Concepts
Bruin has a few simple concepts that enable you to make the most out of it.
Asset
Anything that carries value that is derived from data is an asset from our perspective.
In more concrete terms, an asset can be:
- a table/view in your database
- a file in S3 / GCS
- a machine learning model
- an MS Excel/Google Sheets/Airbyte/Notion document
This abstraction enables building multi-language data pipelines that are agnostic of a database/destinations. You will primarily be interacting with assets when using Bruin.
Here's an example SQL asset:
/* @bruin
name: dashboard.hello_bq
type: bq.sql
depends:
- hello_python
materialization:
type: table
columns:
- name: one
type: integer
description: "Just a number"
checks:
- name: unique
- name: not_null
- name: positive
- name: accepted_values
value: [1, 2]
@bruin */
select 1 as one
union all
select 2 as one
Building Blocks
An asset consists of two primary components:
- definition: the metadata that enables Bruin to learn about the asset and its metadata
- content: the actual query/logic that creates the asset
The details on the asset definition can be seen here.
Pipeline
A pipeline is a group of assets that are executed together in the right order. For instance, if you have an asset that ingests data from an API, and another one that creates another table from the ingested data, you have a pipeline. Asset executions occur on a pipeline level.

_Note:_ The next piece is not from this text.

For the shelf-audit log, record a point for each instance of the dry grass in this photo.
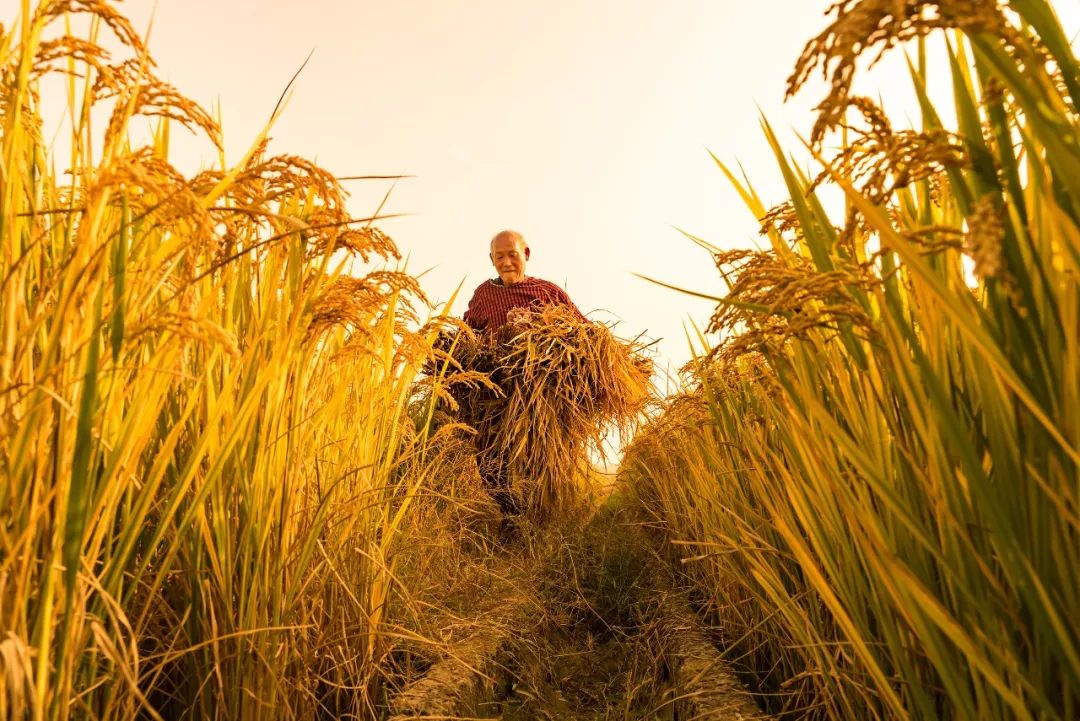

A pipeline is defined with a pipeline.yml
file, and all the assets need to be under a folder called assets
next to this file:
- my-pipeline/
├─ pipeline.yml
└─ assets/
├─ asset1.sql
└─ asset2.py
Here's an example pipeline.yml
:
name: bruin-init
schedule: daily # relevant for Bruin Cloud deployments
default_connections:
google_cloud_platform: "gcp"
snowflake: "snowflake"
Pipeline Run
When you run a pipeline, you create a "pipeline run". A pipeline run contains one or more asset instances that are executed in a given time with a specific configuration.

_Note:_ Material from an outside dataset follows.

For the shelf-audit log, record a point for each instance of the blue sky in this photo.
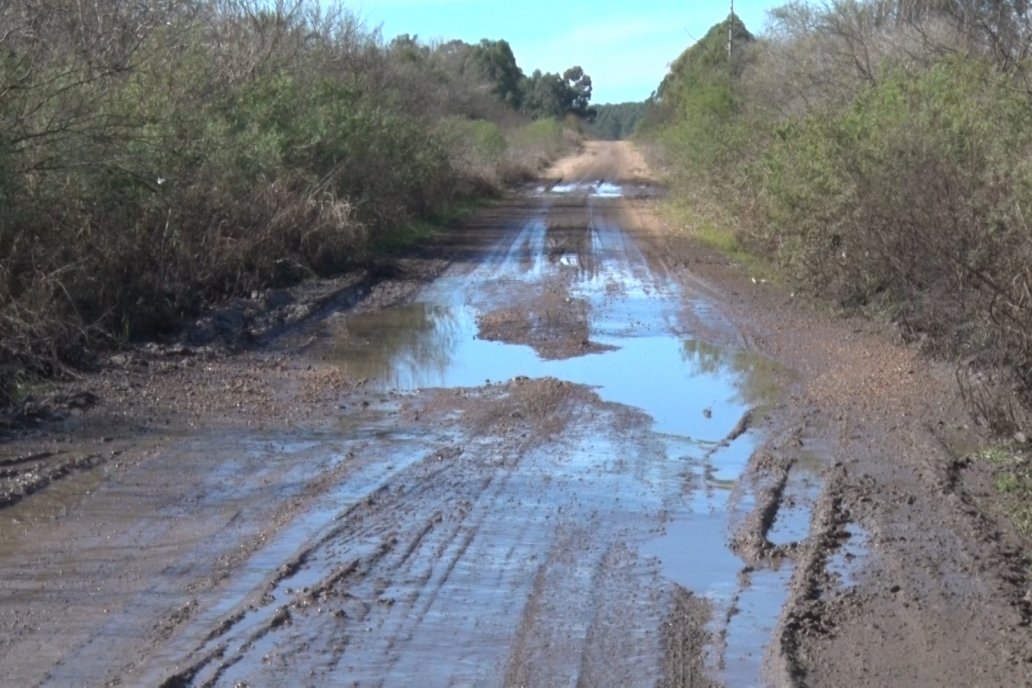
(624, 45)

You can run a pipeline in the folder my-pipeline
with the following command:
bruin run my-pipeline
Asset Instance
An asset instance is a single execution of an asset at a given time. For instance, if you have a Python asset and you run it, Bruin creates an asset instance that executes your code.
Asset instance is an internal concept, although it is relevant to understand since actual executions are based on asset instances.
You can run an asset with the following command:
bruin run /path/to/the/asset/file.sql
Connection
A connection is a set of credentials that enable Bruin to communicate with an external platform.
Bruin currently supports the following connection types:
- Google Cloud Platform
- Snowflake
- Postgres
- AWS Redshift
- Generic
Platform specific connections have specific schemas, and "generic" connections are built as key-value pairs to inject secrets into your assets from outside.
Connections are defined in the .bruin.yml
file locally. A connection has a name and the credentials.
When you run a pipeline, Bruin will find this file in the repo root, parse the connections there, build client objects internally to interact with these external platforms and then run your assets.
INFO
The first time you run bruin validate
or bruin run
, Bruin will create an empty .bruin.yml
file and add it to .gitignore
automatically.
Default Connections
Default connections are top-level defaults that reduces repetition by stating what connections to use on types of assets. For instance, a pipeline might have SQL queries that run on Google BigQuery or Snowflake, and based on the type of an asset Bruin picks the appropriate connection.
Sensors
Sensors are a special type of assets that are used to wait on certain external signals. Sensors are useful to wait on external signals such as a table being created in an external database, or a file being uploaded to S3. A common usecase for sensors is when there are datasets/files/tables that are created by a separate process and you need to wait for them to be created before running your assets.